Simulation of Markov point process model.

Description

A Markov point process model is simulated using a Metropolis-Hastings birth-death algorithm

Usage

sim.mpp(inhompar,interactpar,interactradii,smpsize,space,side=c(1,1,0,0),condint=F,
condext=F,obspoints=matrix(0,0,0),initpoints=matrix(0,0,0),model=1,torus=F,boot=F)

Arguments

`inhompar, interactpar, interactradii`	parameters for Markov point processes, see details on models
`smpsize`	size of MCMC sample
`space`	specifies subsampling of birth-death Markov chain
`side`	specifies simulation window which is [-side[3],side[1]+side[3]] times [-side[4],side[2]+side[4]]
`condint`	if true, conditional simulation with "interior conditioning". Simulation is conditional on the point configuration of obspoints which falls within [0,side[1]] times [0,side[2]]
`condext`	if true, conditional simulation with "exterior conditioning". Simulation is conditional on the point configuration of obspoints which falls outside [0,side[1]] times [0,side[2]]
`obspoints`	point pattern which may be used for conditional simulation (matrix of three columns: x, y and mark)
`initpoints`	initial point pattern for simulations (matrix of three columns: x, y and mark)
`model`	specifies the type of Markov point process being simulated, see details on models
`torus`	if true, toroidal edge correction is used
`boot`	if true, 100 equispaced states (simulated point patterns) from the Markov chain are printed on files boot1.out, boot2.out etc.

Details

This function simulates a Markov point process model using a Metropolis-Hastings birth-death algorithm, see Moeller and Waagepetersen (2003,2006). Interaction parameters are for the exponential family representation. The simulation window is given by [-side[3],side[1]+side[3]] times [-side[4],side[2]+side[4]]. It is possible to condition on points either inside or outside [0,side[1]] times [0,side[2]].

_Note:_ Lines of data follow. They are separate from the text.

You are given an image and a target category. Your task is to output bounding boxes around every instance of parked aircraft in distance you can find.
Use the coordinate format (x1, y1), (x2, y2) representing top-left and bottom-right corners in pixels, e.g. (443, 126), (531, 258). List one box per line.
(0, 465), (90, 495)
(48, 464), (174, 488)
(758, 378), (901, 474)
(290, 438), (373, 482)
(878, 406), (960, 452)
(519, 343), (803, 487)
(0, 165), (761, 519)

The simulation procedure terminates if the simulated number of points exceeds 5000.

Models

0 is the multiscale process. In this case interactradii[1] specifies the maximal interaction range and interactionradii[2] specifies the number of intervals (of same length) with different interaction parameters. The interaction parameters are given in interactpar. The vector inhompar should have one component: the first order interaction potential (AKA the chemical activity).

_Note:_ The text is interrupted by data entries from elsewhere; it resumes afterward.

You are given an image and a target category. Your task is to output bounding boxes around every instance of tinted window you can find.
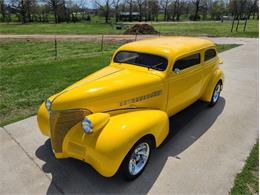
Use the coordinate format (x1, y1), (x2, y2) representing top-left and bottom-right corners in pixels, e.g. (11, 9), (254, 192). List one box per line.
(204, 49), (217, 61)
(173, 54), (200, 70)
(114, 51), (168, 71)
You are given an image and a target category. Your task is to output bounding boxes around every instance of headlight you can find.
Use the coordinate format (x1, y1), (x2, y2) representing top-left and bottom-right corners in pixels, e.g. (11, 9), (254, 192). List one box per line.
(81, 117), (93, 133)
(45, 100), (52, 111)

1 implements the overlap process used for Norwegian spruces data in Moeller and Waagepetersen (2003). In this case interactradii[0] specifies the factor for computing influence zones.

2 is a multitype (0 or 1) Strauss process where inhompar contains coefficients for a fourth-order polynomial in the y coordinate while interactpar contains 3 interactionparameters for interactions between type 0 points, between type 0 and type 1 points, and between type 1 points. The interaction radius is given in interactradii.

3 is as 2 but only one interactionparameter is used regardless of type of the points.

4 is the hierarchical model used for ants's nests in Moeller and Waagepetersen (2006).

Value

A matrix of dimension of sufficient statistic times smpsize where each column is the sufficient statistic obtained from a point pattern state of the Metropolis-Hastings chain.

Author(s)

Rasmus Waagepetersen rw@math.aau.dk http://www.math.aau.dk/~rw

References

Moeller, J. and Waagepetersen, R. (2003) Statistical inference and simulation of spatial point processes. Chapman & Hall/CRC Press, Boca Raton.

Moeller, J. and Waagepetersen, R. (2006) Modern statistics for spatial point processes. (prepared as a discussion paper for Scandinavian Journal of Statistics).